Far from equilibrium
Active matter constantly dissipates energy. That makes it different from systems that simply relax toward equilibrium. Because energy is injected locally at many small units, active systems can form patterns, flows, and fluctuations that would be surprising in passive materials.
Collective motion
One of the signature behaviors of active matter is collective motion. Many simple moving units can align, cluster, swirl, jam, separate into dense and dilute regions, or move as a flock. These patterns can emerge even when each unit follows only local rules.
Biological examples
Biology supplies many active systems: bacterial suspensions, cell layers, tissues, cytoskeletal filaments, sperm cells, fish schools, insect swarms, and bird flocks. Studying them as active matter can reveal how physical forces and energy use shape living organization.
Synthetic active matter
Researchers also build nonliving active systems such as self-propelled colloids, chemically powered microswimmers, light-activated particles, vibrated grains, and swarming robots. These systems help test theory because their interactions and driving forces can sometimes be controlled more cleanly than in living organisms.
Models and measurements
Active-matter research uses experiments, simulations, hydrodynamic models, kinetic theory, and statistical mechanics.

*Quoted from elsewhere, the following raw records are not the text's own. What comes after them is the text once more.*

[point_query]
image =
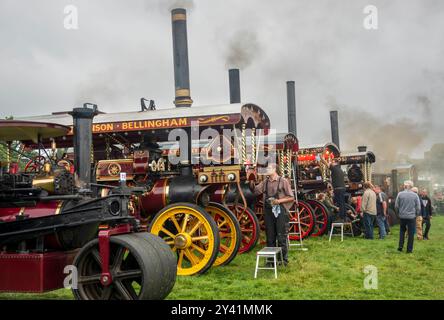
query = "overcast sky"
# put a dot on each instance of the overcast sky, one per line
(388, 84)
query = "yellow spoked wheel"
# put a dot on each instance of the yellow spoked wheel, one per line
(229, 232)
(191, 233)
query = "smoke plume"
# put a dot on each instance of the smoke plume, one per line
(242, 49)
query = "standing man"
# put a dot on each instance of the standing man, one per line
(368, 209)
(418, 218)
(381, 208)
(408, 206)
(338, 183)
(426, 212)
(278, 199)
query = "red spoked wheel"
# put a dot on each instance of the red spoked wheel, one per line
(35, 165)
(249, 224)
(307, 220)
(321, 215)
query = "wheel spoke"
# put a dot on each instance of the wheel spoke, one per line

Models often ask how local rules for motion, alignment, noise, density, and interaction produce large-scale order, turbulence-like flows, or phase separation.
Why it matters
Active matter connects physics, biology, materials science, robotics, and nanotechnology. It helps explain how living systems move and organize, and it may guide new materials that self-heal, transport cargo, mix fluids, adapt to surroundings, or assemble themselves.